Peter Voser, Shell chief executive, said BP's Gulf of Mexico deep-water oil spill was a tragedy but Shell had so far seen no need to change how it operated prior to the release of the accident investigation findings.
Deep-water drilling still had an important role to play in global energy supply. “We have got growth potential there,” he said.
Mr Voser also declined to rule out taking legal action against BP over the post-spill regulatory crackdown, which has cost Shell tens of millions of dollars.
Shell's second-quarter profit rose 94 per cent to $4.53bn on a current cost of supplies basis, a closely watched post-tax measure that removes the effect of price changes on inventories.

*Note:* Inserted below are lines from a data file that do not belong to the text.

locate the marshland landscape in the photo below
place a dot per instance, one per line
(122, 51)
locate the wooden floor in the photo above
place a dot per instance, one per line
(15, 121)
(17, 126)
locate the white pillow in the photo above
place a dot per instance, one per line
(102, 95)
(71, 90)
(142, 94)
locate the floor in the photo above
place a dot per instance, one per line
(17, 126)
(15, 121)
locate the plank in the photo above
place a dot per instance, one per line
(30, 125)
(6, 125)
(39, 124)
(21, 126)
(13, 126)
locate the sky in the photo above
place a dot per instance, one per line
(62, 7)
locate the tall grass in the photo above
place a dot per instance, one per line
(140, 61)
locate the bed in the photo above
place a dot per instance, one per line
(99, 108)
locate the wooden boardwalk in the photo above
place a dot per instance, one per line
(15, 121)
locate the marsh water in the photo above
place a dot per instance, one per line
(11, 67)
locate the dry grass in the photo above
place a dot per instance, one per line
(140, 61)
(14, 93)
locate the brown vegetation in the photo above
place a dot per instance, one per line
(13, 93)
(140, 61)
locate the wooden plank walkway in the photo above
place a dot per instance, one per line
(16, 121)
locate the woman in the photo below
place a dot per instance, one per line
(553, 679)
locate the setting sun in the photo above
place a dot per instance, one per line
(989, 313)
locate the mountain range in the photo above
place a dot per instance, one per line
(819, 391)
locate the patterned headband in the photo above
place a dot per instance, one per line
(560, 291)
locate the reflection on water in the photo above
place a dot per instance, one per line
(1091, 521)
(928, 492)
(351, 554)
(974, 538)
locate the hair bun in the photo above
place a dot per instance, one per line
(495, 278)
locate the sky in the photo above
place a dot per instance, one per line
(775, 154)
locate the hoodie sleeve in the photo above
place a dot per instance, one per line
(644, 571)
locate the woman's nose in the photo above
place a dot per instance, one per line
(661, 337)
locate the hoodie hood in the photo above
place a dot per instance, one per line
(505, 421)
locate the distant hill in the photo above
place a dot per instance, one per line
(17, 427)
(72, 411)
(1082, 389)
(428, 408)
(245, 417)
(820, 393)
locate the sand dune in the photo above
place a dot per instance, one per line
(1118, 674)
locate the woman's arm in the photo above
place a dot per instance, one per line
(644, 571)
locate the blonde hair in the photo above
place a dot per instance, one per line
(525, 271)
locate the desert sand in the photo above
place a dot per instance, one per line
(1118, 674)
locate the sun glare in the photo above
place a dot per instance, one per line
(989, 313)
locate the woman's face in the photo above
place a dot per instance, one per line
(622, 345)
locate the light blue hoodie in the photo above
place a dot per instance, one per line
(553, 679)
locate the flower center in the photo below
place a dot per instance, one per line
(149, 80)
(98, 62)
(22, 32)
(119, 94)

Underlying CCS profit – a measure that further strips out one-off items – was $4.21bn, beating analysts' expectations.
The one-off items included a $56m charge resulting from a deep-water drilling moratorium in the Gulf of Mexico and a delay to exploration in Alaska.
Seven Shell rigs are being kept idle as a consequence of the two measures, imposed after the spill.
BP, Shell's biggest UK rival, reported a $17bn second-quarter loss on Tuesday and has suspended dividends because of the accident.
As expected, Shell's second-quarter dividend was maintained at 42 cents a share.
The Anglo-Dutch company wants to sell a total of $7bn-$8bn of assets in 2010 and 2011 to help it focus on more attractive areas, an acceleration from the $4bn of disposals it would usually have targeted over two years.